Napolitano, allora, non ha perso tempo ad indicare la soluzione, l’unica seria: quella delle larghe intese o di un governo Pd-Pdl, ma i suoi accalorati inviti sono caduti nel vuoto, e questo è stato per l’anziano presidente della Repubblica un dispiacere, tanto più che a darglielo è stato il segretario del suo partito, che è rimasto irremovibile: o con Grillo o un governo di minoranza, che non si sa bene come avrebbe potuto reggersi. L’amarezza di Napolitano, però, non è stata dettata solo dal fatto che queste posizioni rigide siano venute dal suo partito, ma che siano rimaste tali soprattutto in presenza di una situazione, questa sì, davvero pericolosa per l’economia.

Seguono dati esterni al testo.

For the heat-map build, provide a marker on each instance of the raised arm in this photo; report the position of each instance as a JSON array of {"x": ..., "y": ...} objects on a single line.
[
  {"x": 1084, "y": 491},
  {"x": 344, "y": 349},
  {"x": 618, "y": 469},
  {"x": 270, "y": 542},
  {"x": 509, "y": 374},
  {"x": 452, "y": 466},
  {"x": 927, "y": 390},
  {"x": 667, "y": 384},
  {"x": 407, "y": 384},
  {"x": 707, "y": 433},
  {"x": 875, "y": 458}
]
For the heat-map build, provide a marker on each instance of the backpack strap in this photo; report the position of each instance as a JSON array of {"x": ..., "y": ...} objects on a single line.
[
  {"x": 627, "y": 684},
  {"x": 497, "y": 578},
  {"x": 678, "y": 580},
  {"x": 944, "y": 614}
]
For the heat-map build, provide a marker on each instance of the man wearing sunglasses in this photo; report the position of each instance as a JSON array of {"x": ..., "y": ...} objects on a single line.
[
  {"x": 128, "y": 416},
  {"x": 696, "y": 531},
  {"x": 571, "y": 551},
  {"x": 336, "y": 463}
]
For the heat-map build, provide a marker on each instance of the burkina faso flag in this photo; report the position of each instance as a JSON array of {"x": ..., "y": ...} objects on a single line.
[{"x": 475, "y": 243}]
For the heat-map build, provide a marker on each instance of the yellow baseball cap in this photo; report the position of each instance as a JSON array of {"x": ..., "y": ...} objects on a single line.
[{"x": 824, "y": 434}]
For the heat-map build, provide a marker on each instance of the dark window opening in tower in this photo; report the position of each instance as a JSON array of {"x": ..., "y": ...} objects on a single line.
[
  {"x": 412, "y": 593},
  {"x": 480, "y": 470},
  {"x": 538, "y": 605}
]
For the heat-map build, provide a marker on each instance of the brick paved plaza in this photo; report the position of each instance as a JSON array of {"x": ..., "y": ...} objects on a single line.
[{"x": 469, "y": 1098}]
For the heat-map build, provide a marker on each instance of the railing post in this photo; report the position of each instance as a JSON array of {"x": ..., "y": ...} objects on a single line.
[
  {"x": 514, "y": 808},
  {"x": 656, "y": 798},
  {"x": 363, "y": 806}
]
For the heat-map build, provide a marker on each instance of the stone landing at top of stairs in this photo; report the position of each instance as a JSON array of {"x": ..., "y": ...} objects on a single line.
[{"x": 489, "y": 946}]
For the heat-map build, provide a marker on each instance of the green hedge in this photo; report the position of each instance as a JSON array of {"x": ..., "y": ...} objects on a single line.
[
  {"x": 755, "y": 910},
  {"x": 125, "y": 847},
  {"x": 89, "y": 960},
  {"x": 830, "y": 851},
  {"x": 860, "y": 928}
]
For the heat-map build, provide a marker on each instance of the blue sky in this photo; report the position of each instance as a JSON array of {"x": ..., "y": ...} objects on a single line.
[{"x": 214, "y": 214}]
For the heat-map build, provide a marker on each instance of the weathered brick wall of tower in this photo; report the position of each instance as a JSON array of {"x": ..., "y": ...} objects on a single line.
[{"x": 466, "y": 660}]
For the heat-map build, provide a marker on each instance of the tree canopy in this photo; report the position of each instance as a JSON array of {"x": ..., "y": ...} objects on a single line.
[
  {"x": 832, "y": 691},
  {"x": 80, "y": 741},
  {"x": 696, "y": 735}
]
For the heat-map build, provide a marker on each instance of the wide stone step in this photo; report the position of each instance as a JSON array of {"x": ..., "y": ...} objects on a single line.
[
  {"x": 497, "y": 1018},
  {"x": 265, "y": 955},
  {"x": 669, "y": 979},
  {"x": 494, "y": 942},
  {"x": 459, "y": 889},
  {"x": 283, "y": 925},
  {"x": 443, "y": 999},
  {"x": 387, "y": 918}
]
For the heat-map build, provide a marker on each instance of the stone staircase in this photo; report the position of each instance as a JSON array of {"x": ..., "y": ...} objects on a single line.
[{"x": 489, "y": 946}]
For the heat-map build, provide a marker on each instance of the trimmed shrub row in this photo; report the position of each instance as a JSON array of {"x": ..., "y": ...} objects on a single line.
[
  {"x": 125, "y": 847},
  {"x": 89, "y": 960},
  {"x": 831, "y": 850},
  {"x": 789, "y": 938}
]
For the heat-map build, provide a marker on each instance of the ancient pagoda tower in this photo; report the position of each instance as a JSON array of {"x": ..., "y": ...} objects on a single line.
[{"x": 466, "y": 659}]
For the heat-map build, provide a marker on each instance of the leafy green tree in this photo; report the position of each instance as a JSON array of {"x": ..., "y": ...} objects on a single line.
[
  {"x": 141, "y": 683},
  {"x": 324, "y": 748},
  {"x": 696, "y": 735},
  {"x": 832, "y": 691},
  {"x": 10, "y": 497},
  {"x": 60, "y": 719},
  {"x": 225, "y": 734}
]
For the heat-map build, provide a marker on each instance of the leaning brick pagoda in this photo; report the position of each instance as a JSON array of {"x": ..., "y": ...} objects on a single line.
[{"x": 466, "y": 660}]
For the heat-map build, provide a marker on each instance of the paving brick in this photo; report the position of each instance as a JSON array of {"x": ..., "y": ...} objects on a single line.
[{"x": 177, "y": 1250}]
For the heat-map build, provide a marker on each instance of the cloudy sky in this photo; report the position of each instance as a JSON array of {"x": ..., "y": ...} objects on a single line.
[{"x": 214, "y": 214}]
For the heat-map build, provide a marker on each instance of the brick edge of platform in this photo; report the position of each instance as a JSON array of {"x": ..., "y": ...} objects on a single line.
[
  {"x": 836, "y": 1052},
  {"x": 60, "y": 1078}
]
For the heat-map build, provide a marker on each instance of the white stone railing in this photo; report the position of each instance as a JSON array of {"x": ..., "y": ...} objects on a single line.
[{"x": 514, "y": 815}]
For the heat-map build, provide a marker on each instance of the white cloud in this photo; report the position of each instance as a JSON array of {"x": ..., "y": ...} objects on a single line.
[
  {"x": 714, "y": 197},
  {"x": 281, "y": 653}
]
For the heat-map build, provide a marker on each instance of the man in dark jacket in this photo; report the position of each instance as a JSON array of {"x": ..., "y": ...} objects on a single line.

Eppure, già prima delle elezioni è stato proprio lui che ha invitato i partiti a fare almeno la legge elettorale. Niente. A questo punto, di fronte all’irremovibilità di Bersani, in un estremo tentativo di salvare il salvabile, ha tirato fuori dal suo cilindro la Commissione dei 10 saggi, con una forzatura costituzionale perché ha ridato i pieni poteri a Monti senza passare per un voto parlamentare, necessario in quanto si trattava di un nuovo Parlamento e non dello stesso che gli aveva dato la fiducia a suo tempo. Ma si può e si deve perdonargli questa forzatura, fatta nell’estremo tentativo di svelenire gli animi. Diciamoci la verità: non ci credeva nemmeno lui che dieci personalità potessero fare altro se non un bel documento e basta, non ci credeva comunque il presidente emerito Valerio Onida che lo disse in una telefonata privata ad una finta Margherita Hack.
Ora la Commissione dei saggi ha esaurito il suo compito, con la presentazione di una serie di proposte, più o meno ovvie e generiche, che rimangono lì a disposizione dei partiti e a giustificazione della sua stessa esistenza.
A chi lo invitava ad accettare un secondo mandato o a chi gli consigliava di accettarlo con la facoltà di dimettersi dopo un certo tempo, Napolitano ha risposto un secco no. Non è riuscito a favorire un clima di dialogo e di maturazione tra i partiti, ma questa è una responsabilità che solo loro la portano sulle spalle e nei confronti del popolo. Le lodi sperticate alla sua esperienza, al suo alto magistero, alla sua saggezza e via di questo genere, non sono state e non erano altro che lodi di convenienza e circostanza. Lui, Napolitano, fino all’ultimo ha rifiutato di essere considerato un alibi delle ambizioni altrui e si è impuntato quando gli è stato proposto di concedere un mandato pieno per un governo incerto e di minoranza. Se avesse accettato, non avrebbe risolto nulla, e lui, Napolitano, per quanto era nelle sue prerogative e nelle sue responsabilità, voleva chiarezza e non confusione, insomma non voleva creare “pasticci”, come ha detto in una conversazione a Mario Calabresi che l’ha riportata su La Stampa di domenica.
A quasi 88 anni, lui, comunista migliorista, uomo di parte, dopo l’elezione a presidente della Repubblica, si è dimostrato l’unico vero grande personaggio degli ultimi sette anni, purtroppo inascoltato.